An interesting point of similarity between all the stories we have read so far is the darkness or negativity found in each story. Up until this point every graphic novel we have discussed in class has had a dark nature at least in a point of it. To prove this point that I see as being so pervasive let me recap the works we’ve read so far and where I have seen this.
In Little Nemo the dark nature come in thorough the frightening images for a children’s comic strip. There is also a violence to it that is rather dark given the fact that Winsor McCay’s target audience was children.
In Watchmen the darkness is very overt. It plays a role in the content but also in the coloring of panels at certain points. Obscuring scenes such as the scene right before Hollins is killed, play on the darkness of the actions that are about to be committed.
In Akira the dark nature of the story is mostly clearly seen through the actions of the leading group of biker boys. Kaneda particularly as the lead character has a streak of violence and poor behavior that leads the reader through the darker side of Neo-Tokyo.
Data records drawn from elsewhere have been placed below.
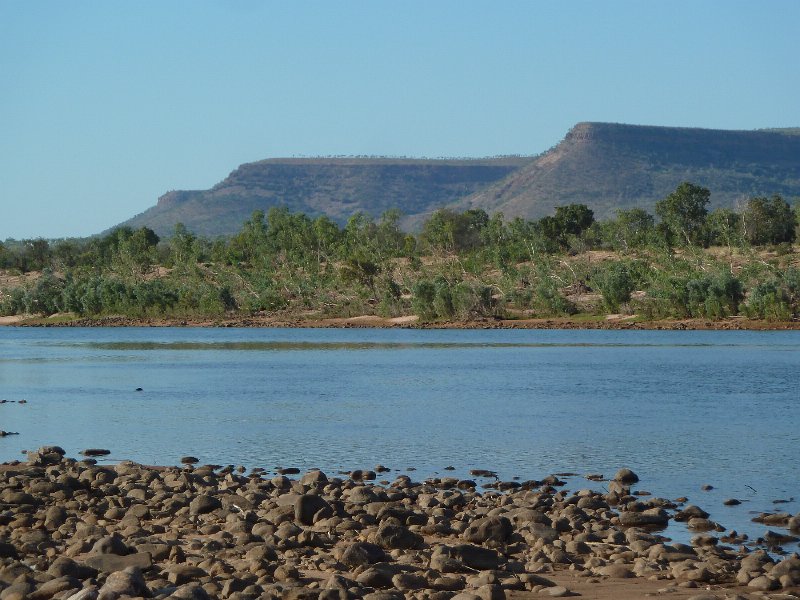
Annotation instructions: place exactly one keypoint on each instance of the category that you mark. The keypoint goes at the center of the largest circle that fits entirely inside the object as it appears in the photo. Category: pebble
(70, 529)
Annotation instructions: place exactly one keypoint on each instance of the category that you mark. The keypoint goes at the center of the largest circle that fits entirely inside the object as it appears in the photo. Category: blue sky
(104, 106)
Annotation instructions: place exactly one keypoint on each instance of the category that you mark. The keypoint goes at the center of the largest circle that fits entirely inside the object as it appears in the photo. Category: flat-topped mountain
(603, 165)
(609, 166)
(337, 187)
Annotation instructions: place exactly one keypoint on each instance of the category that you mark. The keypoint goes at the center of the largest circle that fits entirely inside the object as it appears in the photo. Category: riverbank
(410, 321)
(74, 529)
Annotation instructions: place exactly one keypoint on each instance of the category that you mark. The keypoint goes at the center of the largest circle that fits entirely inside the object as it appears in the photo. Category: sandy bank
(84, 531)
(409, 321)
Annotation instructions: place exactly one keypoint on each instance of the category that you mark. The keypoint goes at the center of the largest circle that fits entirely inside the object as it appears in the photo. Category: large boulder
(491, 530)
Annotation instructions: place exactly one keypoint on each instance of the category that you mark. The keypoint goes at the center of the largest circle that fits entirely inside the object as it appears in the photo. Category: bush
(615, 284)
(548, 298)
(424, 293)
(770, 301)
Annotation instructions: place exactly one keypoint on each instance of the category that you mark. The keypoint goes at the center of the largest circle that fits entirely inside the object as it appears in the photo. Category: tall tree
(684, 212)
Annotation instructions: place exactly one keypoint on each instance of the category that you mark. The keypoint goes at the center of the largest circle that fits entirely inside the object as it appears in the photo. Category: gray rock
(109, 563)
(362, 553)
(495, 530)
(476, 557)
(65, 566)
(650, 518)
(409, 581)
(308, 505)
(397, 537)
(203, 504)
(182, 574)
(55, 586)
(110, 544)
(314, 478)
(128, 582)
(626, 476)
(89, 593)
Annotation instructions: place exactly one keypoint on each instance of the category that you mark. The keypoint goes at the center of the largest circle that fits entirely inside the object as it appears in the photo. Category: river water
(681, 408)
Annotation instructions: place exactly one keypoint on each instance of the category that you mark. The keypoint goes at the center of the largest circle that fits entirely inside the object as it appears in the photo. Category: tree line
(684, 261)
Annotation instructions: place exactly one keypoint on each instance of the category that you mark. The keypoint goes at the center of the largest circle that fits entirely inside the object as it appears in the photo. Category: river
(683, 409)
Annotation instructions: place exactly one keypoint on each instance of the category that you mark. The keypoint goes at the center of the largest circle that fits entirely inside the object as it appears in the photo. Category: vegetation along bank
(684, 262)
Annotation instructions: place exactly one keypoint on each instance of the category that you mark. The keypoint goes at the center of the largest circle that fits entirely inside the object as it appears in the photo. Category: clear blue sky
(104, 106)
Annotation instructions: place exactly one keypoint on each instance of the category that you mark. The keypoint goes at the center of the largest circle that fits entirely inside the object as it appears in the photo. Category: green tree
(684, 212)
(768, 221)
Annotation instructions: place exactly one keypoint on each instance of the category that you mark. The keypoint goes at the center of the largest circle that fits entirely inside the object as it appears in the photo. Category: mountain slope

Even in What it is, a workbook style and often brightly colored book there still persist a nature of darkness. When Linda describes the way that monsters are pervasive in child’s childhood. However when discussed during class, monsters seem to have plagued Berry more then any of us felt them as threats in our personal childhoods.
The question I really felt after everything we have so far read is, do all graphic novels aimed at adult audiences have a dark nature to them? Or is it simply the group of graphic novels curated for this course that have so far been over whelming full of darkness.